Phys .org: Global database of all bird species shows how body shape predicts lifestyle. “A global team of researchers, led by Imperial College London and University College London, visited museums around the world to find specimens of nearly 10,000 species, covering more than 99 percent of all known bird species. Their results, and the database, are published today in Nature Ecology and Evolution. The link between body form of each animal species and aspects of their lifestyle, including diet, has previously been proposed, but this is the first time it has been confirmed at such a large scale and with such precise detail.”

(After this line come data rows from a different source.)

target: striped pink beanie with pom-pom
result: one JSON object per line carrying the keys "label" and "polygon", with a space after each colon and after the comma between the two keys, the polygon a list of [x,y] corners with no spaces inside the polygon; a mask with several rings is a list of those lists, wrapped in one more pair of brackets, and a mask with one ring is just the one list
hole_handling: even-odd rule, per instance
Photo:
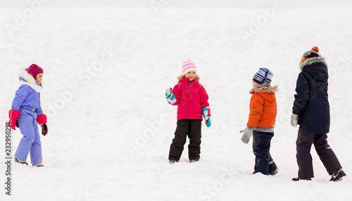
{"label": "striped pink beanie with pom-pom", "polygon": [[196,72],[197,72],[196,65],[190,60],[184,62],[182,63],[182,75],[184,75],[191,70],[194,70]]}

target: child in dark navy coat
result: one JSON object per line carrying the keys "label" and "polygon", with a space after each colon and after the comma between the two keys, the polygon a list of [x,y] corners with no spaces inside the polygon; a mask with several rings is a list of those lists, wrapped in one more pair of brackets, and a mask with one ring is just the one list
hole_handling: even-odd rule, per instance
{"label": "child in dark navy coat", "polygon": [[40,105],[43,73],[43,69],[35,64],[23,69],[20,75],[21,85],[16,91],[8,112],[10,127],[13,130],[19,127],[23,135],[15,154],[15,162],[28,165],[26,160],[30,152],[31,163],[38,167],[44,167],[38,124],[42,127],[42,135],[48,133],[46,116]]}
{"label": "child in dark navy coat", "polygon": [[320,160],[332,176],[330,181],[340,181],[346,174],[327,141],[330,127],[327,65],[315,46],[303,54],[299,65],[301,72],[297,79],[291,117],[294,127],[300,125],[296,142],[298,176],[292,180],[311,180],[314,177],[310,155],[314,144]]}

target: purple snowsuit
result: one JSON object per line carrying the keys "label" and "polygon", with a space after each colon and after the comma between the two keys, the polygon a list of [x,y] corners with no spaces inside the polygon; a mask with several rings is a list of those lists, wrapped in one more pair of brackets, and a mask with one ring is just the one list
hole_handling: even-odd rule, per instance
{"label": "purple snowsuit", "polygon": [[34,78],[25,70],[20,75],[20,81],[23,84],[16,91],[11,109],[20,112],[18,122],[23,137],[17,148],[15,157],[26,161],[30,151],[31,163],[38,164],[42,162],[42,143],[36,122],[37,117],[43,114],[40,105],[42,84],[40,86],[36,85]]}

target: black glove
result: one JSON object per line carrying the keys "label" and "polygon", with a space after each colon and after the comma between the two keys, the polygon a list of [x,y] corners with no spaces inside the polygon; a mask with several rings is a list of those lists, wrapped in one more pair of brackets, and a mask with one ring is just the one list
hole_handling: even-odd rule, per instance
{"label": "black glove", "polygon": [[46,136],[48,134],[48,127],[46,124],[40,125],[42,127],[42,135]]}

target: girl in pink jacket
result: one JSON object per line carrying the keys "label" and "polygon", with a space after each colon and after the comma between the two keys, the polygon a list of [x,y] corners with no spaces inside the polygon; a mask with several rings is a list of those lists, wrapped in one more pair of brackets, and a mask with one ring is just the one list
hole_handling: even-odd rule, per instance
{"label": "girl in pink jacket", "polygon": [[197,68],[192,61],[184,62],[182,74],[178,77],[178,84],[173,89],[168,89],[165,92],[168,103],[177,105],[177,127],[169,153],[170,164],[180,160],[187,136],[189,138],[189,162],[199,161],[201,154],[202,116],[206,125],[208,127],[211,125],[208,94],[199,82],[199,77],[196,74],[196,71]]}

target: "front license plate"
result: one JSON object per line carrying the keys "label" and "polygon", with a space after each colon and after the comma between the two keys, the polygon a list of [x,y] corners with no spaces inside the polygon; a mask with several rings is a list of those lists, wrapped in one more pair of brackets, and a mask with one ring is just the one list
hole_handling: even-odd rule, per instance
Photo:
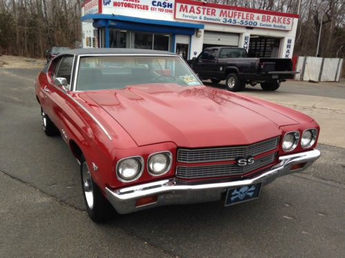
{"label": "front license plate", "polygon": [[259,197],[261,183],[228,189],[224,206],[250,201]]}

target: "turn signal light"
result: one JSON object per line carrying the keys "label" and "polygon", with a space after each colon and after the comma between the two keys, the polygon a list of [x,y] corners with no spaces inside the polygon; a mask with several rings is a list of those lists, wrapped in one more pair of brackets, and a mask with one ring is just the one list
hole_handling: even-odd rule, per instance
{"label": "turn signal light", "polygon": [[291,166],[291,169],[290,170],[297,170],[299,169],[303,169],[303,167],[306,165],[306,162],[304,163],[298,163],[298,164],[294,164],[293,165]]}
{"label": "turn signal light", "polygon": [[158,200],[158,195],[152,195],[148,197],[144,197],[144,198],[138,199],[135,203],[136,207],[140,207],[141,206],[154,204],[157,202]]}

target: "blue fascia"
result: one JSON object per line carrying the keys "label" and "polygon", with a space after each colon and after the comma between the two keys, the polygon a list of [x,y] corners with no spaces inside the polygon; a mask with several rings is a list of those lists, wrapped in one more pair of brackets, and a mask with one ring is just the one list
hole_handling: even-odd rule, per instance
{"label": "blue fascia", "polygon": [[92,22],[96,20],[116,20],[124,22],[152,24],[153,25],[171,26],[180,28],[204,29],[204,24],[182,23],[179,21],[152,20],[150,19],[131,17],[124,15],[94,14],[86,14],[81,18],[81,21]]}

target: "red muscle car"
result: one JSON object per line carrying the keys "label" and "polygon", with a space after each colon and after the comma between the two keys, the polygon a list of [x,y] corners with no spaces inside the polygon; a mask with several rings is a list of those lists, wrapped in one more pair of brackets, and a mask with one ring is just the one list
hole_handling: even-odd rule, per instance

The MIT Press Reader: A Complete History of Collecting and Imitating Birdsong. “Twenty-five years ago I sought for the first time to collect, sift, and standardize these wonderful, bizarre words with their anarchic spellings, absurd pronunciations, and uncertain meanings. That project culminated in ‘Aaaaw to Zzzzzd: The Words of Birds,’ the appendice to which is featured below. Here, we see the history of alternative attempts to collect bird songs and sounds, from musical composition through recording devices to duck calls, bird organs, singing bird automata, and varieties of bird clock.”
MEL Magazine: Inside the Outrageously Prestigious World of Falcon Influencers. “Falcon fever isn’t limited to the Middle East, though. Humanity’s fascination with the majestic, enigmatic birds has been resuscitated all over the globe. In the U.S. and U.K., a renewed interest in falcon hunting (not racing) has doubled the price of some raptors, increased the number of people applying for hard-to-get falconry licenses, and bizarrely, spawned the creation of a number of minor Instagram celebrities who drum up interest in the ancient pastime with flashy photos and heartwarming stories of interspecies friendship.” My jaw had dropped by the third paragraph of this article. I finally scraped it up and put it back on my face by the end. What a read. The last bit is somewhat icky and you should probably skip if you prefer rabbits to falcons.
Phys .org: New online, interactive atlas gives comprehensive view of Texas quail decline. “The Texas A&M Natural Resources Institute, or NRI, has recently published the Texas Quail Atlas, a free online resource and the newest ‘story map’ to be developed by the institute. The online atlas was developed as a collaborative effort of the Reversing the Decline of Quail in Texas Initiative and the NRI Geospatial Analysis Team.”
Phys .org: Roaming Russian eagles leave scientists broke. “Russian scientists tracking migrating eagles were forced to start a crowdfunding campaign after their birds wandered into Iran and foreign text messages from their tracking devices depleted the project’s budget.”
KSL: Want to know where Utah’s waterfowl migrate to? There’s now a website for that. “Each year for more than a century, state wildlife biologists place metal bands on various ducks, geese and swans with the purpose of tracking migration patterns. Now, a new comprehensive website allows anyone to see where those birds went after they were tagged — and there are some interesting places.” Props to the bird which ended up in Hawaii. Wow.